Nei giorni scorsi il Ministero dell’Agricoltura, Pesca e Alimentazione della Spagna ha aperto una consultazione pubblica per suggerimenti circa la formulazione di un progetto per le norme riguardo la commercializzazione degli oli di oliva nella campagna 2025/26. In parole più chiare, sentire cosa ne pensano gli operatori del settore oleario circa la possibilità e le modalità dell’ammasso privato.

Questa iniziativa fa eco a uno studio del cattedratico Manuel Parras, professore di Marketing e ricerche di mercato presso l’Università di Jaén, il quale, fra altre considerazioni, auspicava un meccanismo che consentisse di ritirare dal mercato prodotto in campagne eccedentarie e riallocarlo durante periodi di scarsità.
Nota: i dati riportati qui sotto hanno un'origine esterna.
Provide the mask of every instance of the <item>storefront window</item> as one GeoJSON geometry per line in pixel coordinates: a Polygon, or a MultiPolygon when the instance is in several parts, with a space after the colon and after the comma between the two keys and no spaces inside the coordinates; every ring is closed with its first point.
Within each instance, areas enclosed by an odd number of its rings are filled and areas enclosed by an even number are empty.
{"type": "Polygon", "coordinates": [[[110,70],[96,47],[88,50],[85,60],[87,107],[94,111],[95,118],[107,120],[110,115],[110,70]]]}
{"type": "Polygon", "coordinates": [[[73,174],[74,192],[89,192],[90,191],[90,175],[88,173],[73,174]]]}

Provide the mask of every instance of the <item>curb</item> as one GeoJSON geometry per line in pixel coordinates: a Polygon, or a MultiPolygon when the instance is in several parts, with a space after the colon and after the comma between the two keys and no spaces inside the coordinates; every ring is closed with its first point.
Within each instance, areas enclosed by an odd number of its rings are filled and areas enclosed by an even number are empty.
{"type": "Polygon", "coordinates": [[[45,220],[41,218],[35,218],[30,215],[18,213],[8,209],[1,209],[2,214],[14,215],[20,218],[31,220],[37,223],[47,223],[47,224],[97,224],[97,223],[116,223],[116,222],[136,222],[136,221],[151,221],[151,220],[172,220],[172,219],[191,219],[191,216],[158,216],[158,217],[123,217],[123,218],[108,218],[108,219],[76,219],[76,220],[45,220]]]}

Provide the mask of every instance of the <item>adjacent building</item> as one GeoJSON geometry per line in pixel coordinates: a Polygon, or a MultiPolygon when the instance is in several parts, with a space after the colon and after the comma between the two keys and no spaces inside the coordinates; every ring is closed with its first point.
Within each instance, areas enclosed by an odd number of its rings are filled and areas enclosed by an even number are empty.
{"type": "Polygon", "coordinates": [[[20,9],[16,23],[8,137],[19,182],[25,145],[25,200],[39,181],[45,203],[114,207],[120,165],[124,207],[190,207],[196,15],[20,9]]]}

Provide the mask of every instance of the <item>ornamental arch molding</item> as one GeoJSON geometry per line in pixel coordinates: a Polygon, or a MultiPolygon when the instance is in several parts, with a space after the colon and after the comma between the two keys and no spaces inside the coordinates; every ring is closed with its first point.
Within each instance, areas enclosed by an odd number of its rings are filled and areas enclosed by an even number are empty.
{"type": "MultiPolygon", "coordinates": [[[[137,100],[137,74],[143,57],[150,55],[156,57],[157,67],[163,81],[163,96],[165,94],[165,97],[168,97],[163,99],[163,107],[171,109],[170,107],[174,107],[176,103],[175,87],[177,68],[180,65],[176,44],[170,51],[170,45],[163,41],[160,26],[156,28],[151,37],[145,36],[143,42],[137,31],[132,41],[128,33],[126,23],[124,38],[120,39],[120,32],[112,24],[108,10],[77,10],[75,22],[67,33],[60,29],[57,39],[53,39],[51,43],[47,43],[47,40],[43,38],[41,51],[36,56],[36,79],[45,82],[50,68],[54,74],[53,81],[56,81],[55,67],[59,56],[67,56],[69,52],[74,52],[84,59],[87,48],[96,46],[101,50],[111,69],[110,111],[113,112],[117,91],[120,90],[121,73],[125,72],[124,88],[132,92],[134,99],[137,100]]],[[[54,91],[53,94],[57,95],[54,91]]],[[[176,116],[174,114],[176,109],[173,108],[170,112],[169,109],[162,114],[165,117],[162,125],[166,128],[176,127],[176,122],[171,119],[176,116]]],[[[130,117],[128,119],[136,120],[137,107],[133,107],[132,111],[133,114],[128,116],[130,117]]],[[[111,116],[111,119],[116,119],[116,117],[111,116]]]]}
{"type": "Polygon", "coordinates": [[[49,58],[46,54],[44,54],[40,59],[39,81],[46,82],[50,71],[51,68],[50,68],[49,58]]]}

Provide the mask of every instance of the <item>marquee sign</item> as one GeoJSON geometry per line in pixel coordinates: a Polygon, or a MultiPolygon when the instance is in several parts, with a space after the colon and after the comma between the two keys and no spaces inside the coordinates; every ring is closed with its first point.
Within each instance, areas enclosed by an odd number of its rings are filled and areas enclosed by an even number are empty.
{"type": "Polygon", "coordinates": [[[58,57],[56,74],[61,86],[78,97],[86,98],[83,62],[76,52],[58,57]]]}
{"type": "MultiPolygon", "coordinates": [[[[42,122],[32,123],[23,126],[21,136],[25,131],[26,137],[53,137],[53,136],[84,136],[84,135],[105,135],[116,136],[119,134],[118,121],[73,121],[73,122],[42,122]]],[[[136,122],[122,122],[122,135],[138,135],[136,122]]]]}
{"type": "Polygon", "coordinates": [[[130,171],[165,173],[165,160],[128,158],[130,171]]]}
Tutto ciò in relazione alla comprovata esperienza di combinate annate di deficit produttivo che poi vengono seguite da annate di abbondante raccolta.

Si necessita quindi un meccanismo di regolamentazione delle scorte, funzione che nel passato veniva espletato dall’intervento pubblico (con la reale acquisizione dell’olio da parte della UE e l’alienazione successiva). In seguito, con l’ammasso privato (un contributo concesso su base d’asta che obbliga a non vendere la merce per un periodo concordato).

Personalmente avevo espresso la necessità di considerare questa possibilità in tempi non sospetti: nel corso di un incontro presso l’Associazione Granaria di Milano il 21 maggio 2024 parlai di prezzi minimi di intervento (ovverossia il limite al di sotto del quale si sarebbe considerato un intervento da parte della Commissione Europea per introdurre misure di aiuto al settore, cioè l’ammasso privato) quando gli oli extra vergini di oliva comunitari quotavano oltre otto euro. Era ovvio che non ci voleva una sfera di cristallo per comprendere, come spesso già accaduto nel passato, che si poteva prevedere una flessione improvvisa dei listini, con un vorticoso avvitamento su prezzi insostenibili per il comparto produttivo. Avendo contezza di come stanno aumentando gli impianti di uliveti in tutto il mondo, rende tale intuizione davvero lapalissiana.

Non si può ipotizzare però di accedere a questo strumento con le condizioni attuali: il prezzo minimo di 1,79 per l’extra vergine è davvero indegno. E forse ridefinire (aumentandole di molto) queste soglie è il contributo che ci aspettiamo dalla iniziativa del governo spagnolo.

Ristrutturare il meccanismo è un a priorità che tutto il settore deve imporsi. Anche l’olivicoltura italiana. Sebbene è ovvio che interessi principalmente la Spagna (ed eventualmente il Portogallo), sostenere gli oli comunitari a un livello di prezzo decente darebbe un supporto anche agli oli lampanti e vergini italiani (che sono fortemente condizionati dalla linea dei prezzi spagnoli). Inoltre, diminuirebbe molto la pressione al ribasso degli oli extra vergini di oliva di primo prezzo, che comunque hanno una certa influenza pure sulle qualità migliori.

Certo rivedere il meccanismo dei prezzi e delle modalità di intervento comporterebbe impegni sostanziosi per l’Europa, ma lasciare che il mercato possa in certe occasioni rendere talmente insostenibili le quotazioni, indurrà inesorabilmente all’abbandono delle coltivazioni. Costituire un paracadute per le situazioni peggiori scongiurerebbe o ridurrebbe tale evenienza.

Ciò ovviamente non vuole dire che si debba auspicare l’entrata in funzione del sistema di protezione: ognuno di noi vorrebbe che i ricavi della vendita dell’olio, in ogni fase del percorso dalla pianta allo scaffale, siano pienamente soddisfacenti per tutti gli attori della filiera; e ognuno di noi vorrebbe che non si debbano paventare gli scenari peggiori. Avere però delle soluzioni per i tempi cattivi non è sbagliato. Specie se l’esperienza lo insegna. E occorre pensarci quando si ha il tempo.